Page MenuHomePhabricator

Can't delete a page on 1.24.0 with postgresql 8.4 on CentOS 6.6
Closed, ResolvedPublic

Description

When trying to delete a page on mediawiki 1.24.0, the page fails to delete. With debugging on, this is shown:

Database error

A database query error has occurred. This may indicate a bug in the software.

Backtrace:

#0 /var/www/plan.alteeve.ca/html/includes/db/DatabasePostgres.php(537): DatabaseBase->reportQueryError('ERROR: insert ...', '23503', 'COMMIT', 'WikiPage::doDel...', false)
#1 /var/www/plan.alteeve.ca/html/includes/db/Database.php(1182): DatabasePostgres->reportQueryError('ERROR: insert ...', '23503', 'COMMIT', 'WikiPage::doDel...', false)
#2 /var/www/plan.alteeve.ca/html/includes/db/Database.php(3596): DatabaseBase->query('COMMIT', 'WikiPage::doDel...')
#3 /var/www/plan.alteeve.ca/html/includes/db/Database.php(3580): DatabaseBase->doCommit('WikiPage::doDel...')
#4 /var/www/plan.alteeve.ca/html/includes/page/WikiPage.php(2894): DatabaseBase->commit('WikiPage::doDel...')
#5 /var/www/plan.alteeve.ca/html/includes/page/Article.php(1793): WikiPage->doDeleteArticleReal('content was: "s...', false, 0, true, '')
#6 /var/www/plan.alteeve.ca/html/includes/page/Article.php(1606): Article->doDelete('content was: "s...', false)
#7 /var/www/plan.alteeve.ca/html/includes/actions/DeleteAction.php(51): Article->delete()
#8 /var/www/plan.alteeve.ca/html/includes/MediaWiki.php(414): DeleteAction->show()
#9 /var/www/plan.alteeve.ca/html/includes/MediaWiki.php(282): MediaWiki->performAction(Object(Article), Object(Title))
#10 /var/www/plan.alteeve.ca/html/includes/MediaWiki.php(584): MediaWiki->performRequest()
#11 /var/www/plan.alteeve.ca/html/includes/MediaWiki.php(435): MediaWiki->main()
#12 /var/www/plan.alteeve.ca/html/index.php(46): MediaWiki->run()

#13 {main}

An email gets sent out saying the page was deleted. In the webserver's error logs is a single entry:

[Fri Nov 28 16:18:38 2014] [error] [client 72.64.152.130] PHP Notice: Uncommitted DB writes (transaction from DatabaseBase::query (LCStoreDB::get)). in /var/www/plan.alteeve.ca/html/includes/db/Database.php on line 4266, referer: http://plan.alteeve.ca/index.php?title=The_power_Of_your_Intellect_In_Money_making&action=delete

digimer

Event Timeline

Digimer raised the priority of this task from to Needs Triage.
Digimer updated the task description. (Show Details)
Digimer changed Security from none to None.
Digimer subscribed.

This error was shown when I enabled simple SQL debugging:

A database query error has occurred. This may indicate a bug in the software.

Query:
COMMIT
Function: WikiPage::doDeleteArticleReal
Error: 23503 ERROR: insert or update on table "recentchanges" violates foreign key constraint "recentchanges_rc_cur_id_fkey" DETAIL: Key (rc_cur_id)=(7) is not present in table "page".

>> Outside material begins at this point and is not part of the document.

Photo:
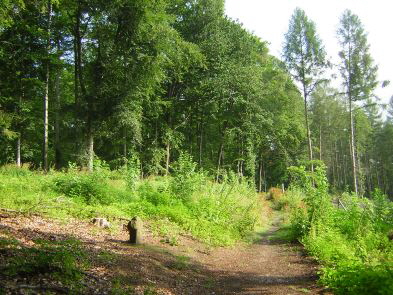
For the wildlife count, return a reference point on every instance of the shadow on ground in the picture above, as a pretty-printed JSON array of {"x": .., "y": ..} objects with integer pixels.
[{"x": 128, "y": 268}]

bug was introduced by change I1c7f3a84f10df05d6b37dccbad4c8232edf51580

It seems like this should be caught by one of the phpunit tests, specifically includes/EditPageTest.php. Does anyone know why it is not being caught there?

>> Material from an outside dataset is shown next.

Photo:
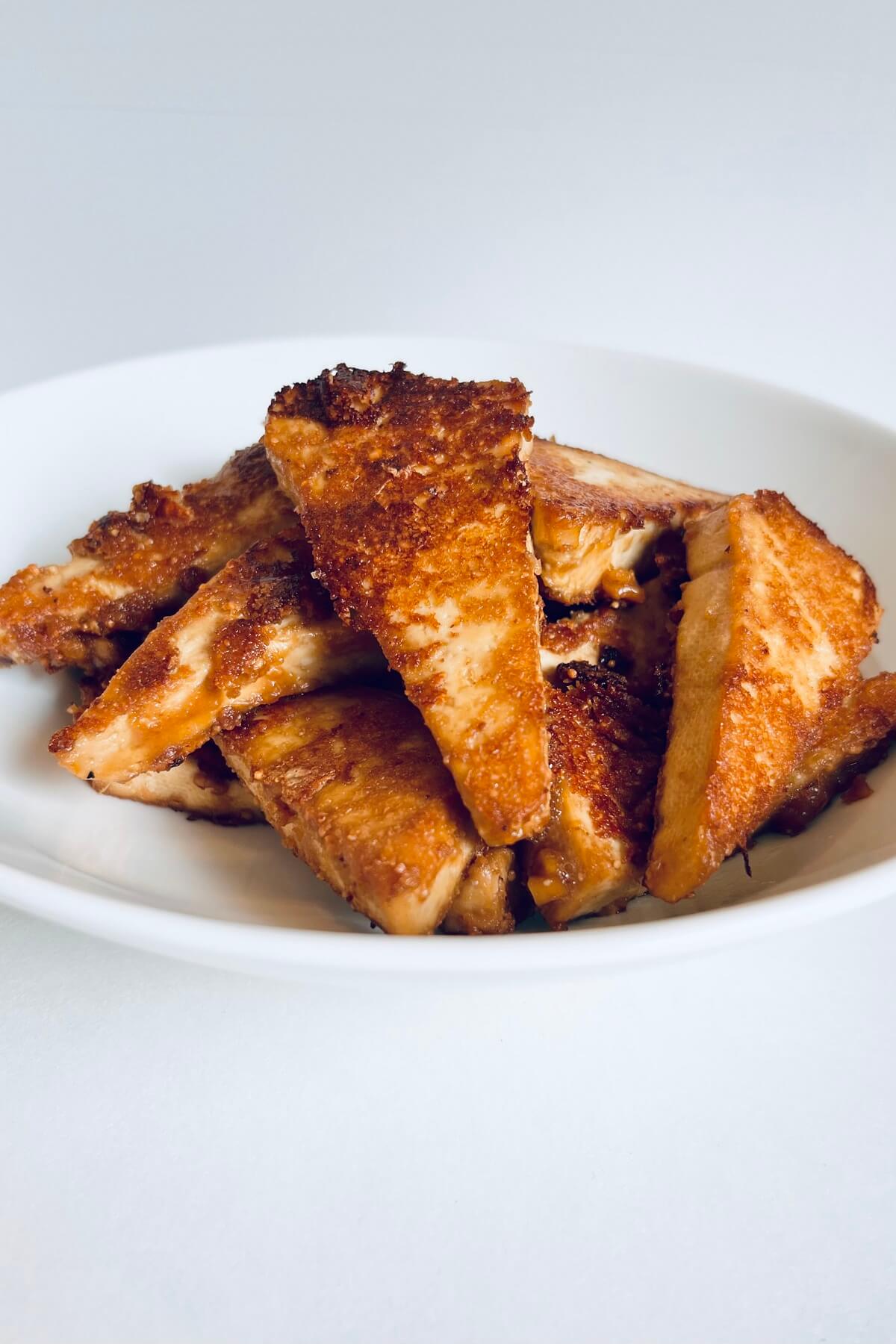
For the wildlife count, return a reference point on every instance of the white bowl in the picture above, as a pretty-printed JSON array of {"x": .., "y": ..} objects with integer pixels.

bug was introduced by change I1c7f3a84f10df05d6b37dccbad4c8232edf51580

Full links are welcome: https://gerrit.wikimedia.org/r/#/c/113525/

CC'ing the author and reviewers of that patch.

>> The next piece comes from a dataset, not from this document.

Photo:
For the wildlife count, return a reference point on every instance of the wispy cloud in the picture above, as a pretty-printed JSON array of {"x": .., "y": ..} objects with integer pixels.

It seems like this should be caught by one of the phpunit tests, specifically includes/EditPageTest.php. Does anyone know why it is not being caught there?

Because we don't test against a database that uses foreign key constraints.

The intention of I1c7f3a84f10df05d6b37dccbad4c8232edf51580 was to log the former page_id if the now-deleted page, which breaks the assumption that rc_cur_id is going to always refer to a row in the page table. There are two possible fixes:

  1. Revert that change.
  2. Remove the assumption.

What do you mean about us not testing against "a database that uses foreign key constraints"?

Just that the CI server only tests on sqlite and not against postgresql or mysql? I know about that, but surely people run such tests outside of the CI framework. At least I do, and didn't find this error.

Or is there a separate issue?

Change 178271 had a related patch set uploaded (by Jjanes):
PostgreSQL: Drop unneeded foreign key constraint

https://gerrit.wikimedia.org/r/178271

Patch-For-Review

@Anomie: If you have time:

What do you mean about us not testing against "a database that uses foreign key constraints"?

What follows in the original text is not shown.